Further, the toner of the present invention can provide a toner excellent in low temperature fixing property and offset resistance.

Further, the toner of the present invention has excellent elasticity because the toner attached to the cleaning member of the fixing roller has excellent elasticity.
An excellent copy image is provided without flowing out to stain the image or the back surface.

[Brief description of drawings]

FIG. 1 is a schematic view showing an image forming apparatus in which a toner of the present invention is preferably used.

FIG. 2 is a partially enlarged view of FIG. 1 showing a developing unit of the image forming apparatus.

FIG. 3 is a block diagram of a facsimile apparatus using the electrophotographic apparatus as a printer.

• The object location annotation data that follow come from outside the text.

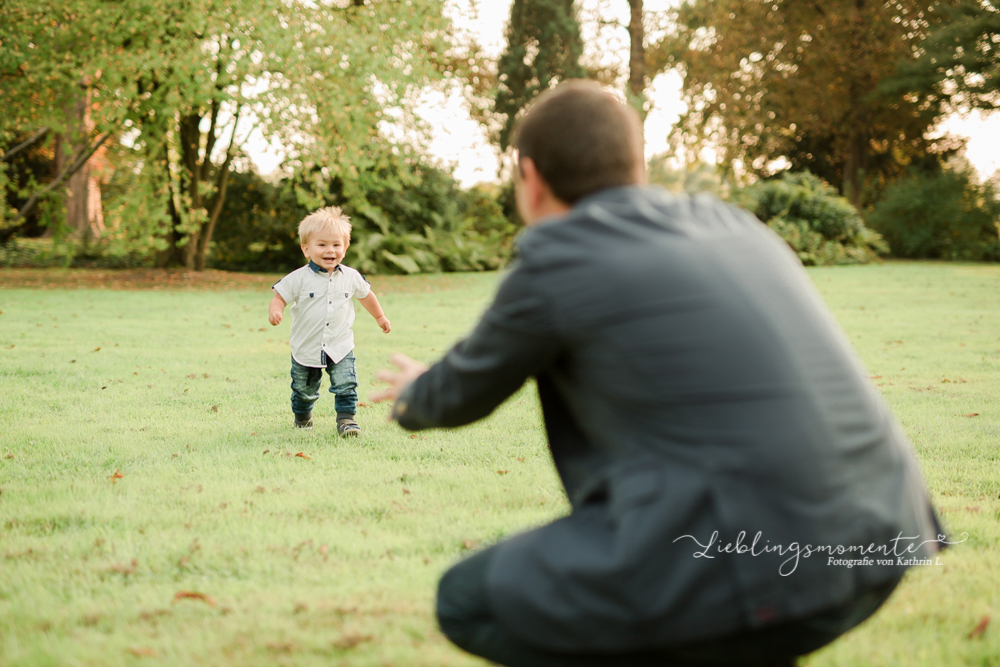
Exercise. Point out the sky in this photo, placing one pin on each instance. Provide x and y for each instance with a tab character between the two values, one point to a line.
460	142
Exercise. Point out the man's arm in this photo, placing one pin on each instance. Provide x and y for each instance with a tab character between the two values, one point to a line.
276	309
372	305
516	339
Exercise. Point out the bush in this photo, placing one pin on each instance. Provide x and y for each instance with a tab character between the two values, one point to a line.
406	217
943	215
821	226
44	253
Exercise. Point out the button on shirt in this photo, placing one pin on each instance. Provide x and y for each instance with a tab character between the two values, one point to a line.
322	311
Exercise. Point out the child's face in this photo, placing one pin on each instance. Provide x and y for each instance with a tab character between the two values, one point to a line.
326	248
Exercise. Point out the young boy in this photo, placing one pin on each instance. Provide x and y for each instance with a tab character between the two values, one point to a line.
321	295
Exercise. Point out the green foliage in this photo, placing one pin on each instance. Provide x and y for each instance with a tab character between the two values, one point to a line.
543	48
176	76
960	59
801	80
943	215
819	225
691	178
409	218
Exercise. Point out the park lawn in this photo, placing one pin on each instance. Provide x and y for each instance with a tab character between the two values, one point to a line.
146	451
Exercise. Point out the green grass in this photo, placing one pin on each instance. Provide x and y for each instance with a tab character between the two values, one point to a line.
334	558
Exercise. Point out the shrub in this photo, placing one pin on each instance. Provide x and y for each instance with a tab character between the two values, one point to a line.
943	215
820	226
406	217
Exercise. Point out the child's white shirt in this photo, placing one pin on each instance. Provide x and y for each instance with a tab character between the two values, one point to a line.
322	311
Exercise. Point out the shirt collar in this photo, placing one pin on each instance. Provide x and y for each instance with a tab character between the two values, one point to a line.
319	269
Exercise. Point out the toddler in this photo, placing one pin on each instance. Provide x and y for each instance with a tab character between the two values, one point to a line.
321	294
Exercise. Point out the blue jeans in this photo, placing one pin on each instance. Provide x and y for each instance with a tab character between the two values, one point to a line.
343	384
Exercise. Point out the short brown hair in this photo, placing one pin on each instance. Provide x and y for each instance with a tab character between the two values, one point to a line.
582	140
330	219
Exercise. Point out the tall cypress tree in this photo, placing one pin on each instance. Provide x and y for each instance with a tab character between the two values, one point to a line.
543	48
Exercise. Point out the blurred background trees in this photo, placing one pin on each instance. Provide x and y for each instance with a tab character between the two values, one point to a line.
125	132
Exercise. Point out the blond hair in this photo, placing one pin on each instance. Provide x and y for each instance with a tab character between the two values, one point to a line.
330	219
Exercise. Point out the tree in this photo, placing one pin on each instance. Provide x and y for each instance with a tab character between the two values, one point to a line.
543	48
959	60
801	80
186	82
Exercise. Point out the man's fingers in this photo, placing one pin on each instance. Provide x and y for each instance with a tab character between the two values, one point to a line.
384	395
400	360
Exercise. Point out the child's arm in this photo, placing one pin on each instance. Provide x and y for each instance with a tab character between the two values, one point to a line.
372	306
276	310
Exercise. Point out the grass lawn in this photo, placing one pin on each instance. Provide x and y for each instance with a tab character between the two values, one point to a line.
156	507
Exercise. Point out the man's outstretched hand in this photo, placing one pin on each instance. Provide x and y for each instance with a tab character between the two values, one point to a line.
409	370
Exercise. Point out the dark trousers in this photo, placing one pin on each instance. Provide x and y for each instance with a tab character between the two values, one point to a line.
465	617
343	383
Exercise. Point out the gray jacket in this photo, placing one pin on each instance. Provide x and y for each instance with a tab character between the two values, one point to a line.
695	389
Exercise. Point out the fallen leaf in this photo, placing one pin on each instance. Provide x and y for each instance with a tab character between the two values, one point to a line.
124	569
193	595
285	647
980	627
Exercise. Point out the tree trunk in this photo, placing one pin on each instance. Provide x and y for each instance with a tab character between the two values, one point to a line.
857	148
84	216
637	59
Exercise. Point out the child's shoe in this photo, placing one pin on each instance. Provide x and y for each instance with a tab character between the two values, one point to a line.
348	427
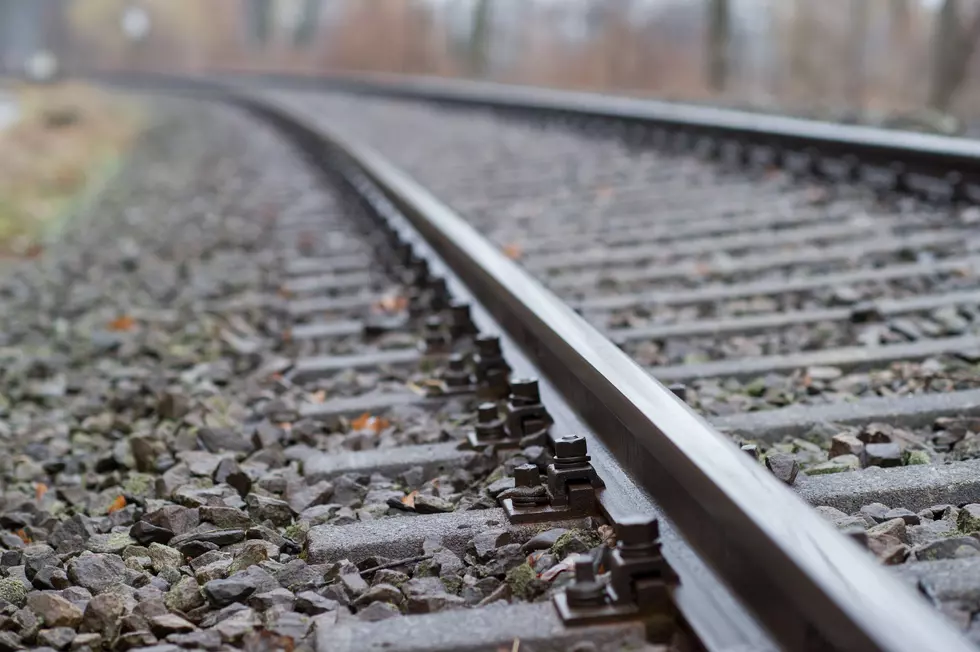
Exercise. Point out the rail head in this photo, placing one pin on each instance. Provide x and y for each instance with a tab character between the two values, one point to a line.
812	587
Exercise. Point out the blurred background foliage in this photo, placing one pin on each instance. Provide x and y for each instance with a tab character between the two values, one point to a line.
884	60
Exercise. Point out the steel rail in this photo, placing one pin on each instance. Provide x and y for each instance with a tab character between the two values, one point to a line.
812	588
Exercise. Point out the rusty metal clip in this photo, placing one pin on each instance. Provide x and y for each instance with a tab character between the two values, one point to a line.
639	583
568	493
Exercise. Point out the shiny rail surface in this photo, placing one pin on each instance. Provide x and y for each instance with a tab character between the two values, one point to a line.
810	586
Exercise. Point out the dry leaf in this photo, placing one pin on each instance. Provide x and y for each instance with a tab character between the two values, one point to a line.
124	323
368	422
117	504
513	251
567	564
409	500
391	303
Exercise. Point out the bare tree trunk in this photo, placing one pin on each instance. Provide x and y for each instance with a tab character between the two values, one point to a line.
719	37
258	16
952	50
308	24
480	39
859	20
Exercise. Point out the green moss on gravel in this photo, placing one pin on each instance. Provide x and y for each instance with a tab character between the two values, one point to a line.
520	579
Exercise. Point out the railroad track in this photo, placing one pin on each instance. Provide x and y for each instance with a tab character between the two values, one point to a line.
433	451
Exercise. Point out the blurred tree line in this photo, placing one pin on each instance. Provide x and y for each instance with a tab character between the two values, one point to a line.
856	56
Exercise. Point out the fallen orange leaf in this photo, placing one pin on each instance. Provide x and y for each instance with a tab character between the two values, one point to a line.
368	422
409	500
392	303
117	504
124	323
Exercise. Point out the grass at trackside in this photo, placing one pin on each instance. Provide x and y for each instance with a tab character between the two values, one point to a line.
65	137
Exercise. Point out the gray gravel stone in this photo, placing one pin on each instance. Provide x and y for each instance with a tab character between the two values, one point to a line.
54	610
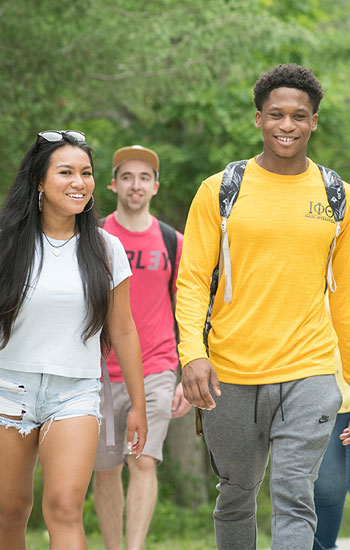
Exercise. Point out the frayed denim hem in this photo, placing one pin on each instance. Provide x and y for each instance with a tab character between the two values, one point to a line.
18	425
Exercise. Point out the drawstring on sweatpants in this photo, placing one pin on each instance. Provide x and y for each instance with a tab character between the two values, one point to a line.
256	403
281	402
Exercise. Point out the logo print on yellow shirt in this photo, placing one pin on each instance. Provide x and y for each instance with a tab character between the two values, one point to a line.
319	211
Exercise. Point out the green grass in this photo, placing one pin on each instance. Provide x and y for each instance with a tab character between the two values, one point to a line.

─────────────────────────────────────────────────── ─── Continuation of the front page (72) Tsutomu Onuma Tsutomu Onuma 3-30-2 Shimomaruko, Ota-ku, Tokyo Canon Inc. (56) Reference JP-A-7-301955 (JP, A) JP-A-7 -56394 (JP, A) JP-A-6-194869 (JP, A) JP-A-5-173355 (JP, A) JP-A-3-177847 (JP, A) JP-A-3-72375 (JP, A) ) (58) Fields investigated (Int.Cl. ⁷ , DB name) G03G 9/08

Claims (3)

(57) [Claims] 1. An electrostatic charge image developing toner containing at least a binder resin and a colorant, wherein the binder resin has a molecular weight distribution measured by GPC,
It has at least one peak in the molecular weight range of 5 × 10 ^{3 to} 5 × 10 ⁴ and contains tetrahydrofuran insoluble matter in the binder resin.
To contain 5 wt% to 50 wt%, and having at least one peak in the molecular weight ¹⁰⁵ or more regions, molecular weight ¹⁰⁵
The resin component constituting the above region is 5% by mass to 50% by mass.
Present and with an acid value of 0.5 to 100 mg KOH
/ G of an acid component as a constituent component, and the toner further contains a bis form of an imidazole compound . 2. The binder resin has an acid value A measured by a total acid value.
2. The electrostatic image developing toner according to claim 1, wherein the toner is a styrene acrylic resin in which an acid component is present as a constituent so that the JIS acid value B is A> B. Wherein the binder resin has an electrostatic charge image developing toner according to claim 1 or 2, characterized in that it contains carboxylic acid anhydride structure five- as a constituent.